I've put together a prototype of the overlap check in lyon's fuzzer using euc here: https://github.com/nical/lyon/blob/overlap-test/cli/src/fuzzing.rs#L35
The vertex stage basically forwards the input vertices, and the fragment stage writes 1. The destination target is overloaded so that it does a somewhat hacky additive blend (adding the shaded value to the destination pixel instead of overwriting it).
I then count the number of times a pixel was written to more than once to detect overlaps.
I see that on a lot of simple shapes (two adjacent triangles) euc's rasterizer writes the same pixel twice (which creates false positives on the test I'm looking to make).
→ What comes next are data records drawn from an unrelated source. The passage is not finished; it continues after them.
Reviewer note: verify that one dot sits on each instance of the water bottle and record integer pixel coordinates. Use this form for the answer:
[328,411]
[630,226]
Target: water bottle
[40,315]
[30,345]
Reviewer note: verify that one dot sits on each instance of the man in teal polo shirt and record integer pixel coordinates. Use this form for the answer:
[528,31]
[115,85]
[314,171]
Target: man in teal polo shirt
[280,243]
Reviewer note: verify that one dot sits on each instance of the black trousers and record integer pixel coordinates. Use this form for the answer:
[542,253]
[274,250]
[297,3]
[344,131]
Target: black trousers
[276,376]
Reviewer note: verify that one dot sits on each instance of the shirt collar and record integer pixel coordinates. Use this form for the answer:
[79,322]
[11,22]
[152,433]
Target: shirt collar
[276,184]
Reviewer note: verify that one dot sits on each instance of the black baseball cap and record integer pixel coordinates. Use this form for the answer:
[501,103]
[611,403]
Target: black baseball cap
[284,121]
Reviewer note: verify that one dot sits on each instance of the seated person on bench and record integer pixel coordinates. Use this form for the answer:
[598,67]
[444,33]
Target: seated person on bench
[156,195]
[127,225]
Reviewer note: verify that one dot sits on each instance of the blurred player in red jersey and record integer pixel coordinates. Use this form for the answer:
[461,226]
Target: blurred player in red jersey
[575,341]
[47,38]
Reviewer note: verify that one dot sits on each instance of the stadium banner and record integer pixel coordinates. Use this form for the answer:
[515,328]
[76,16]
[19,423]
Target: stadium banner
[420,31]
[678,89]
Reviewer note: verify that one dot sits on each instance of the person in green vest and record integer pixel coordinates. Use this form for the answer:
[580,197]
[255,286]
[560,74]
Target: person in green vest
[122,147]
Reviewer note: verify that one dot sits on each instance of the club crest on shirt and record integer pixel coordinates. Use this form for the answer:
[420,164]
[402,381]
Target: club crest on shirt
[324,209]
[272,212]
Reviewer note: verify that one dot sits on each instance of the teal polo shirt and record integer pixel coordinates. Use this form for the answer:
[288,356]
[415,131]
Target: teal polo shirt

I checked that the cases my test detect are not in fact bugs in lyon (so far).
I'll come back with a more convenient test case but this mesh for example triggered the issue:
[[0.07318455, 0.33821934], [0.2277621, 0.6909972], [0.65824705, 0.83747554], [0.2277621, 0.6909972], [0.07318455, 0.33821934], [0.023455322, 0.97718465]]
It is rendered on a 1000x1000 target.
The image below shows for this test case which pixels was written multiple times from adjacent trianges (the dark red pixel highlighted by a light blue square to make it easier to find):
All GPU APIs guarantee that this type of overlap never happens (it is important to properly render geometry with blending), I'm hoping that euc is not far from being able to guarantee this as well?